Now we can determine how the Möbius transformation \(f_{-z}\) affects our circle by finding the zero set of the transformed map \(Q(f_{z}(p))\). The calculation is easier to do if we express \(Q(p)\) using complex numbers as \(Q(p) := a \bar p p - \Re(\bar b p) + c\). If we substitute in the definition of \(f_z(p)\) and do some nasty algebra, we find that \[\begin{aligned}\|1-\bar zp\|^2Q(f_z(p)) &= \left((a + \Re(\bar b z) + c \|z\|^2\right) \|p\|^2\\ &\quad- \Re\left((2 a \bar z + \bar b + b \bar z^2 + 2 c z)p\right)\\ &\quad+ (a \|z\|^2 + \Re(\bar b z) + c) \end{aligned}.\]

That is, up to a scalar multiple, \(Q(f_z(p))\) is itself a quadratic form with coefficients \[\begin{aligned} \tilde a &:= a + \Re(\bar b z) + c \|z\|^2\\ \tilde b &:= 2az + b + \bar b z^2 + 2 c \bar z\\ \tilde c &:= a \|z\|^2 + \Re(\bar b z) + c. \end{aligned}\]

We can now extract the transformed radius from \(Q(f_z(p))\). Another gnarly calculation shows that \[ \|\tilde b\|^2 - 4 \tilde a \tilde c = (\|b\|^2 - 4 a c)\left(1-\|z\|^2\right)^2 = 4a^2 r^2 \left(1-\|a\|^2\right)^2. \] Therefore, the radius of the transformed circle is given by \[ \tilde r = \frac{1-\|z\|^2}{1 + \tfrac 1a\langle b, z \rangle + \tfrac ca \|z\|^2}r, \] as promised above. (The sign on the \(\langle b z\rangle\) term is flipped in the earlier expression above since there we applied \(f_z\) to the circle, rather than \(f_{-z}\).)

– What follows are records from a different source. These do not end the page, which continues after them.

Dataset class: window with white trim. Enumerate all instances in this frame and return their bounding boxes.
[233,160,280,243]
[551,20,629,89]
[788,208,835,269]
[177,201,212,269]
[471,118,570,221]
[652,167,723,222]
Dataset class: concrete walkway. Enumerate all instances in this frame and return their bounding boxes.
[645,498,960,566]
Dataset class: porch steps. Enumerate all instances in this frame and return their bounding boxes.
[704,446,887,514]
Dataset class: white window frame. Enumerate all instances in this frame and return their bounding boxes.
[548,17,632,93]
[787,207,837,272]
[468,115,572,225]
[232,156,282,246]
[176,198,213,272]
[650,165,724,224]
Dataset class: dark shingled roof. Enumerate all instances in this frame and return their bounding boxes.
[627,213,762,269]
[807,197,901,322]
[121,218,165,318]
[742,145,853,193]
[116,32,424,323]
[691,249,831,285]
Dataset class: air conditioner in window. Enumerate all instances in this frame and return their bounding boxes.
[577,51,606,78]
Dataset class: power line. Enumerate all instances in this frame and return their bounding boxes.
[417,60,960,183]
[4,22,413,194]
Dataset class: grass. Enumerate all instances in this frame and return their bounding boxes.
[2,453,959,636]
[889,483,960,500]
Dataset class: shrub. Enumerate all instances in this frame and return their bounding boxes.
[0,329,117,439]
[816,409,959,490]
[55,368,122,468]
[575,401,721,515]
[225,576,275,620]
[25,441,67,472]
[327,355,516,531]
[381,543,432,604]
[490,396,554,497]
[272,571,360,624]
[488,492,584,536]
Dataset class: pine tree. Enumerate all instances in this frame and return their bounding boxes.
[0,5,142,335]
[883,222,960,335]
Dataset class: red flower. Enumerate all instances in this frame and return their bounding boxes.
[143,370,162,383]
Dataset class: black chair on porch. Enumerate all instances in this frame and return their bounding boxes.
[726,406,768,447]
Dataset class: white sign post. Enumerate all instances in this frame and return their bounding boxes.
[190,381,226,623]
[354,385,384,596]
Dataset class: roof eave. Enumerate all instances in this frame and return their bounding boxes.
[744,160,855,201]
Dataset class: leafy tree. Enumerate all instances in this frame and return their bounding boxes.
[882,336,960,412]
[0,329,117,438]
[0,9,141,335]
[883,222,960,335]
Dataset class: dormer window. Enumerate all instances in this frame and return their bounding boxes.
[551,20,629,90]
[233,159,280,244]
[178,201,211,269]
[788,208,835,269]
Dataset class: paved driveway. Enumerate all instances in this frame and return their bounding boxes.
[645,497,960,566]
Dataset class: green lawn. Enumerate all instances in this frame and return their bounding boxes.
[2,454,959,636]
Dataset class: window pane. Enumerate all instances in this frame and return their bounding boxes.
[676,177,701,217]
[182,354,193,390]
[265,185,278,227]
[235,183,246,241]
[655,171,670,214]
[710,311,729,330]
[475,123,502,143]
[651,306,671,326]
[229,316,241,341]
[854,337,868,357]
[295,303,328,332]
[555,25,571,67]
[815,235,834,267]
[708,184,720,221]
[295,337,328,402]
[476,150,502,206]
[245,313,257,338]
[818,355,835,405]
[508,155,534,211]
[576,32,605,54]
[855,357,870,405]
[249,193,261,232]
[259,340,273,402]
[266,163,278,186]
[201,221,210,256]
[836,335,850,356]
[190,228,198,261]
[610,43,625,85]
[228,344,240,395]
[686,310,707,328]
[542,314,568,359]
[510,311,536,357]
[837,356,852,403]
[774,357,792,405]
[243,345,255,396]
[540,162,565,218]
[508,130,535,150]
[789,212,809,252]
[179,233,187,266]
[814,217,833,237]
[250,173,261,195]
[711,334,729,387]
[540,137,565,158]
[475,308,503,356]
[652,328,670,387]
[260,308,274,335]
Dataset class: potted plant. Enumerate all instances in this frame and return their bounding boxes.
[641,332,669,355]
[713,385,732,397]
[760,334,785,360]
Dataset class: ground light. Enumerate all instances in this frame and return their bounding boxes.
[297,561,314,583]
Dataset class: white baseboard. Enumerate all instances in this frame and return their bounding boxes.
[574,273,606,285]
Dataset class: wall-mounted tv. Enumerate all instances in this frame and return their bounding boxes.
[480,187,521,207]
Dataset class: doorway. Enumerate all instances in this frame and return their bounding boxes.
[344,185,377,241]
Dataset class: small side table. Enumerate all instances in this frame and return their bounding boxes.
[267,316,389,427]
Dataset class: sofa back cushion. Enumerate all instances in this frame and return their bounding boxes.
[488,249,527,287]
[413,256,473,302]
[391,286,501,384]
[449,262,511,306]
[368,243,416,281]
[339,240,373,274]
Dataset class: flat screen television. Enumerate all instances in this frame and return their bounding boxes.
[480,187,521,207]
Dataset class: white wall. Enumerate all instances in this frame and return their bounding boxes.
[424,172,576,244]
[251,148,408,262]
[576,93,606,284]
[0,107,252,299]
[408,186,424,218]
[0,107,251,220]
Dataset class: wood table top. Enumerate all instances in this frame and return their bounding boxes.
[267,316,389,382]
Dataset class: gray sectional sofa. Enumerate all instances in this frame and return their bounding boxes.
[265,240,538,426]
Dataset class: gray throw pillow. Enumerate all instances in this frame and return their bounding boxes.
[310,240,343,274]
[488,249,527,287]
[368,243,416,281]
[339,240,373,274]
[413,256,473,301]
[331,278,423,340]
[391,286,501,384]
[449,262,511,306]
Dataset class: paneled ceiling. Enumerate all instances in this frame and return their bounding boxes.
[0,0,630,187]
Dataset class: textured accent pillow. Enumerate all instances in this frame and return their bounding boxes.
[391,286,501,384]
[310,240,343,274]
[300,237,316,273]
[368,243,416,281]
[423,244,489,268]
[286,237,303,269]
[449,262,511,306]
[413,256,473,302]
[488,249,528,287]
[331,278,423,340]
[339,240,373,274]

The \(1-\|z\|^2\) term suggests that there may be a slick proof of this formula using hyperbolic geometry: Möbius transformations which fix the unit circle are precisely the isometries of the Poincaré disk model of the hyperbolic plane, whose metric tensor is given by: \[ds^2 = \frac{4 dz^2}{\left(1-\|z\|^2\right)^2}.\] But I'm happy with this concrete calculation for now.